Pour la situation chauxoise, le POP a mené une enquête auprès de plusieurs organisations au contact de la population sans-papiers, que cela soit dans le domaine sanitaire, social ou juridique. De cette enquête, un besoin net est ressorti au niveau de l’accès de cette population aux besoins basiques. Par ailleurs, une grande majorité de personnes rencontrées a donné un avis intéressé et même favorable à la création d’une carte citoyenne sur les modèles des projets new-yorkais ou zurichois.

Outil d’intégration universel

La motion popiste vise à établir une carte qui accompagne l’ensemble de la population chauxoise dans ses démarches au quotidien. La carte communale pourrait justifier de son nom et de sa résidence à La Chaux-de-Fonds lors d’une inscription aux assurances et bibliothèques, pour les titres de transport, ou encore les démarches ayant trait au logement. Dans un communiqué consécutif au vote, le POP en appelle aux organismes privés pour qu’ils reconnaissent, le plus largement possible, le futur document. On peut penser par exemple aux gérances, assurances et banques, qui jouent un rôle majeur dans l’intégration et la vie de la population.

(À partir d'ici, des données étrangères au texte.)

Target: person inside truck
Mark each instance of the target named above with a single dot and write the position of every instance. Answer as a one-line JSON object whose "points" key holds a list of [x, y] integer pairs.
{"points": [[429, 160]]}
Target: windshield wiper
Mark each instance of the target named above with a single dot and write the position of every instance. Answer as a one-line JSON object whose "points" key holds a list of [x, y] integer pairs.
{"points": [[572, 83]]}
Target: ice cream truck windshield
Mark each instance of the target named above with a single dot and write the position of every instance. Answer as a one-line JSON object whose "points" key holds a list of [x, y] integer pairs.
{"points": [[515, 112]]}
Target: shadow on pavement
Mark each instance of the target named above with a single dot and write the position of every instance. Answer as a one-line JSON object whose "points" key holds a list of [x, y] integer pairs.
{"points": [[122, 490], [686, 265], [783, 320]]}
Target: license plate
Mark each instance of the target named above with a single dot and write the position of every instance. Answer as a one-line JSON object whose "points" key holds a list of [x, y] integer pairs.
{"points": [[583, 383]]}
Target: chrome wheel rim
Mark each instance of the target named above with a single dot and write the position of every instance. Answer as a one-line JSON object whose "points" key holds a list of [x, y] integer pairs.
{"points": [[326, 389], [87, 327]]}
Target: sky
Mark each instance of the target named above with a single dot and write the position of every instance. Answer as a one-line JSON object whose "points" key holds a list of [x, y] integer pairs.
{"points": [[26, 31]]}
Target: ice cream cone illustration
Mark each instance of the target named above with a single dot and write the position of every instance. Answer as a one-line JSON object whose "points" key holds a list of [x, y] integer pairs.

Lieux culturels et de socialisation

A Zurich, pandémie oblige, le soutien à la City Card que souhaitent donner les restaurants, les cafés ou théâtres n’est pas aussi fort qu’il aurait pu l’être. Néanmoins, nombre d’établissements soutiennent la création de la Züri City Card en proposant des réductions et d’autres bénéfices aux personnes qui la présentent.

De tels soutiens pourraient être mis en place à La Chaux-de-Fonds, d’autant plus que des institutions culturelles de la ville auraient également la possibilité participer à l’initiative pour valoriser le patrimoine chauxois. Au-delà de la dimension purement culturelle, ce soutien de la part du monde de la restauration et de la culture est aussi un moyen de rendre la carte attrayante et valorisante pour l’ensemble de la population, et que son usage ne se cantonne pas à la population sans-papiers. En effet, une telle chose aurait pour conséquence de transformer la carte en stigmate, ce qui n’est pas souhaitable.

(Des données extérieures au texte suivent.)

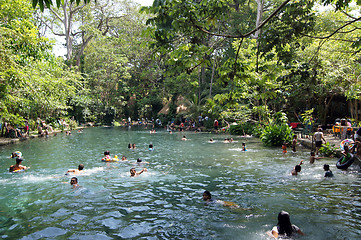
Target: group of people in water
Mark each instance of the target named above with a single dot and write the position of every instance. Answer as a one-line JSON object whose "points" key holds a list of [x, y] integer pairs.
{"points": [[284, 226]]}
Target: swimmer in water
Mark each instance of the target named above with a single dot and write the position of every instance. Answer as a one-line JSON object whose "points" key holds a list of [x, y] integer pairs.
{"points": [[313, 157], [16, 154], [328, 172], [134, 173], [76, 171], [284, 227], [207, 197], [297, 169], [18, 166], [244, 147], [74, 182], [107, 156]]}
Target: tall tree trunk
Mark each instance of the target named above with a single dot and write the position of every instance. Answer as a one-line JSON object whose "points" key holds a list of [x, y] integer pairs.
{"points": [[212, 76]]}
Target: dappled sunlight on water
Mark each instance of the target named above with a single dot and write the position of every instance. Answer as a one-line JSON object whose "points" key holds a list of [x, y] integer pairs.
{"points": [[166, 202]]}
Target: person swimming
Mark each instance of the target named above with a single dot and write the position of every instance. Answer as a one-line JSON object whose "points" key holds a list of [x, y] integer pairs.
{"points": [[134, 173], [18, 167], [297, 169], [74, 182], [328, 172], [76, 171], [244, 147], [284, 227]]}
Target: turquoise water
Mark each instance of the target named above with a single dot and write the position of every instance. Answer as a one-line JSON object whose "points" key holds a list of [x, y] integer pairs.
{"points": [[166, 202]]}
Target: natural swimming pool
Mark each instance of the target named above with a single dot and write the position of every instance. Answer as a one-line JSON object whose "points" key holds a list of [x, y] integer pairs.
{"points": [[166, 202]]}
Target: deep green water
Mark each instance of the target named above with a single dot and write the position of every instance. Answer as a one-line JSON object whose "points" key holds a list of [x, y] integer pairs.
{"points": [[166, 202]]}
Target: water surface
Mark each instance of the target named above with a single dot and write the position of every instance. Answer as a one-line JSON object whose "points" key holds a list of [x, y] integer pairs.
{"points": [[166, 202]]}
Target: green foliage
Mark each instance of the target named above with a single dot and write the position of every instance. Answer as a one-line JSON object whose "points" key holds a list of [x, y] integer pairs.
{"points": [[328, 149], [276, 135]]}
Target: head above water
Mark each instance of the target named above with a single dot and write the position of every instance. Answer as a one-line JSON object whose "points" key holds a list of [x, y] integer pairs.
{"points": [[207, 195], [19, 160], [81, 167], [326, 167], [73, 180], [284, 223]]}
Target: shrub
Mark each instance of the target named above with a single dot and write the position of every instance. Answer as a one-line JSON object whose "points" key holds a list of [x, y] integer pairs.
{"points": [[242, 129], [276, 135], [327, 149]]}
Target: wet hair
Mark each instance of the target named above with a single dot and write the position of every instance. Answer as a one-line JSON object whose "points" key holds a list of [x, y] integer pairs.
{"points": [[19, 160], [326, 167], [73, 178], [208, 194], [81, 167], [284, 225]]}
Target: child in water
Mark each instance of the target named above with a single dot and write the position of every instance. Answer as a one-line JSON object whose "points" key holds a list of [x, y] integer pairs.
{"points": [[313, 157], [346, 153], [284, 228], [244, 147], [297, 169], [328, 172], [294, 143]]}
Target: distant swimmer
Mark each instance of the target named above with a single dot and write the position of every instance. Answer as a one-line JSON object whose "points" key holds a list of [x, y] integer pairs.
{"points": [[328, 172], [284, 228], [76, 171], [18, 167], [134, 173], [244, 147], [297, 169], [207, 197], [16, 154], [74, 182]]}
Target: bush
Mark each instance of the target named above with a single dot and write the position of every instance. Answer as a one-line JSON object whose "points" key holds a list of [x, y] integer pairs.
{"points": [[276, 135], [242, 129]]}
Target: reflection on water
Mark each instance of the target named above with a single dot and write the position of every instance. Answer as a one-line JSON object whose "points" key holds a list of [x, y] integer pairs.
{"points": [[166, 202]]}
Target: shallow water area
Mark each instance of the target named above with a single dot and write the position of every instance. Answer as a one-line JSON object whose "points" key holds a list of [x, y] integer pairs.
{"points": [[166, 202]]}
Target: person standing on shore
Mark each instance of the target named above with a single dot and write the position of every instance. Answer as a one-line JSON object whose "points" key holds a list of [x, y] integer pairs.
{"points": [[318, 137]]}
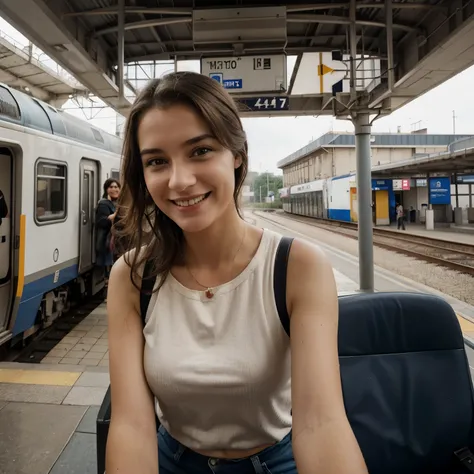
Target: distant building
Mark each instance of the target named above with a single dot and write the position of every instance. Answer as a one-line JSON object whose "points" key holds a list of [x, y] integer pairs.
{"points": [[333, 154]]}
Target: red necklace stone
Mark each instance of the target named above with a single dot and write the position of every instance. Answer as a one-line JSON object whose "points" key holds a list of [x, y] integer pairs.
{"points": [[209, 294]]}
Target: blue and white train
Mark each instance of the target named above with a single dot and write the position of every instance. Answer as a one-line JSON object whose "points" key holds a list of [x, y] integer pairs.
{"points": [[324, 198], [52, 168]]}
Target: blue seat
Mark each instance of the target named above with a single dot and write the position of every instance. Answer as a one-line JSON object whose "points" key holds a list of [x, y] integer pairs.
{"points": [[406, 382]]}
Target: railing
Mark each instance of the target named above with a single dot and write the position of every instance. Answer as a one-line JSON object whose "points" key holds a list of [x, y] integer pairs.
{"points": [[463, 144], [43, 59]]}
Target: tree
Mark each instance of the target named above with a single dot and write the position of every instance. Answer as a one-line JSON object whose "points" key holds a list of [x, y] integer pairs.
{"points": [[260, 189]]}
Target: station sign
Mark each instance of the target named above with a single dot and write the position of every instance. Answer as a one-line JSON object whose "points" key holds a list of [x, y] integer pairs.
{"points": [[266, 103], [401, 184], [307, 187], [440, 190], [248, 73], [465, 179], [329, 73], [381, 184]]}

La future carte citoyenne, si elle veut remplir ses objectifs, doit répondre à certains impératifs. En effet, la loi fédérale sur les documents d’identité interdirait aux communes d’émettre des documents justifiant de la nationalité suisse ou du droit au séjour. Une carte citoyenne n’aurait pas cette prétention. Mais elle voudrait simplement dire, à la manière d’une carte étudiante, d’un permis de chasse ou d’une licence de restauration, qu’une personne a tel nom et qu’elle habite à La Chaux-de-Fonds. La protection des données est également fondamentale, et l’enregistrement des données des porteur.euse.s devra se faire dans un fichier crypté par un personnel tenu au secret professionnel. Cela afin que la carte citoyenne ne devienne pas un outil pour traquer les exilé.e.s.

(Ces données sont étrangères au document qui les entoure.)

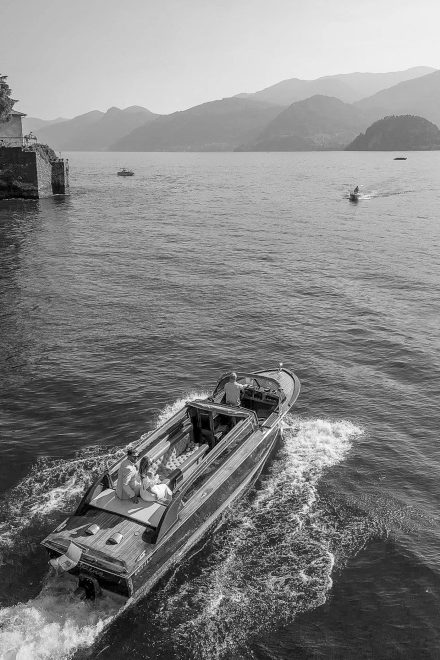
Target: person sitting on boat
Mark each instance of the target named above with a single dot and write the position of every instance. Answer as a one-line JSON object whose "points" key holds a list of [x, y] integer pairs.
{"points": [[152, 490], [233, 390], [129, 483]]}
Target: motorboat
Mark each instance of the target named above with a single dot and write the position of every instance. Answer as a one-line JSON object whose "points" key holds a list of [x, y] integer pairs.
{"points": [[209, 453]]}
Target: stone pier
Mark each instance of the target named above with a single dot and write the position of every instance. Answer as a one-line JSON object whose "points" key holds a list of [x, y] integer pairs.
{"points": [[32, 172]]}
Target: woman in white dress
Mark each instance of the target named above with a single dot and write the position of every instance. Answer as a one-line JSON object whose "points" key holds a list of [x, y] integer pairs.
{"points": [[151, 488]]}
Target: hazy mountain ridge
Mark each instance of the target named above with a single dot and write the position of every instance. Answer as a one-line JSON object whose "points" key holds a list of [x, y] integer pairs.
{"points": [[95, 130], [347, 87], [319, 122], [213, 126], [398, 133], [420, 97], [35, 124], [256, 121]]}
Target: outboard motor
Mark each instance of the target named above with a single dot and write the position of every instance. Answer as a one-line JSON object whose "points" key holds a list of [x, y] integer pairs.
{"points": [[88, 587]]}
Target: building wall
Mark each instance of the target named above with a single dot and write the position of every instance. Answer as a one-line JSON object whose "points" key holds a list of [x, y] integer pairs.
{"points": [[18, 173], [11, 132]]}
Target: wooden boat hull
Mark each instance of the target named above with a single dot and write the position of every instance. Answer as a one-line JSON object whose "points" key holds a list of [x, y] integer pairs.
{"points": [[193, 528], [229, 448]]}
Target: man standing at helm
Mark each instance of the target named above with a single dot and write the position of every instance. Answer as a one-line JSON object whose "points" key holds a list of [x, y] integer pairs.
{"points": [[233, 390]]}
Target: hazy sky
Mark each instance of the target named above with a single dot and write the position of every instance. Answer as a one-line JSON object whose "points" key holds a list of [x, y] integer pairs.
{"points": [[68, 57]]}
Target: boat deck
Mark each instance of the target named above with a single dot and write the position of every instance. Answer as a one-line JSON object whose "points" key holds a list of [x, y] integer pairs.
{"points": [[136, 537]]}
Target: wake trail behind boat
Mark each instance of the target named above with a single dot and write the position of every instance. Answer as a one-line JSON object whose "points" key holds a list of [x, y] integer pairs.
{"points": [[54, 624], [272, 559]]}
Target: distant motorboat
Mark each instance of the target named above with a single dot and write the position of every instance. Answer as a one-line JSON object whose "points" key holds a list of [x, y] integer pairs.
{"points": [[354, 196]]}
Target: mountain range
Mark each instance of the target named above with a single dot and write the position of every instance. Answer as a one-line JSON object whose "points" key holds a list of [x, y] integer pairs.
{"points": [[401, 133], [295, 114], [95, 130]]}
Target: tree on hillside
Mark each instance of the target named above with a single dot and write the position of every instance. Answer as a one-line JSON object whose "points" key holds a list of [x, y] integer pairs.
{"points": [[6, 103]]}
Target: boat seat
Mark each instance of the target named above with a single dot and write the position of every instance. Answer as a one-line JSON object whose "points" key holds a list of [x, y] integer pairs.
{"points": [[147, 513], [180, 469], [171, 447]]}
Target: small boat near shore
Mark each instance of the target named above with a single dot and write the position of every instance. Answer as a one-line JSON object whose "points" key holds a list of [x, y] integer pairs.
{"points": [[209, 453]]}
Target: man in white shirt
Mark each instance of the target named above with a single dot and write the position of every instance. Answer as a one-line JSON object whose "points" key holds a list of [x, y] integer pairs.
{"points": [[233, 390], [129, 482]]}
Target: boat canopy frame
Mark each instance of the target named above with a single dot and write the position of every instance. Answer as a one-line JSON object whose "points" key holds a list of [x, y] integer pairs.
{"points": [[275, 385]]}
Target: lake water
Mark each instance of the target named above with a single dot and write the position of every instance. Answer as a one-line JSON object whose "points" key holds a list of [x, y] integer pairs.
{"points": [[128, 297]]}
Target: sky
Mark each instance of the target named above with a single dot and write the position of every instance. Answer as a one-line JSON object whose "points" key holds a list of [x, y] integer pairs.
{"points": [[67, 57]]}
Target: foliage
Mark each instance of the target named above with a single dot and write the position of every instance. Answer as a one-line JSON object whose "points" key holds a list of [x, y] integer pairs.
{"points": [[396, 133], [6, 103]]}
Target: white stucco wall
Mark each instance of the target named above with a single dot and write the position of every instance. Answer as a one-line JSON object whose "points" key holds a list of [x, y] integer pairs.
{"points": [[11, 132]]}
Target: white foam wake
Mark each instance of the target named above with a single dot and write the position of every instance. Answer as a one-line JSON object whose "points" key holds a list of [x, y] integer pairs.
{"points": [[54, 624], [274, 557]]}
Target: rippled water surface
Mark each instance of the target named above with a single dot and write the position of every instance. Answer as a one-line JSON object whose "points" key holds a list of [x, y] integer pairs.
{"points": [[120, 302]]}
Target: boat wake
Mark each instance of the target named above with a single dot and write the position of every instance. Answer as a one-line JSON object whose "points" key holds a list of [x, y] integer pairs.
{"points": [[45, 494], [53, 624], [270, 558]]}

Défendue par Julien Gressot au Conseil Général, la motion concernant la carte citoyenne a reçu des votes favorables du PS, des Verts ainsi que des Verts Libéraux. Le résultat de 25 oui, 11 non et 4 abstentions ainsi que le soutien du Conseil Communal montrent un enthousiasme fort autour du projet. Au contraire du mythe de l’«appel d’air» évoqué par la droite, La Chaux-de-Fonds pourrait, en devenant la première ville romande à lancer un tel dispositif, attirer une population qui préfère précisément le vivre-ensemble au rejet de l’autre.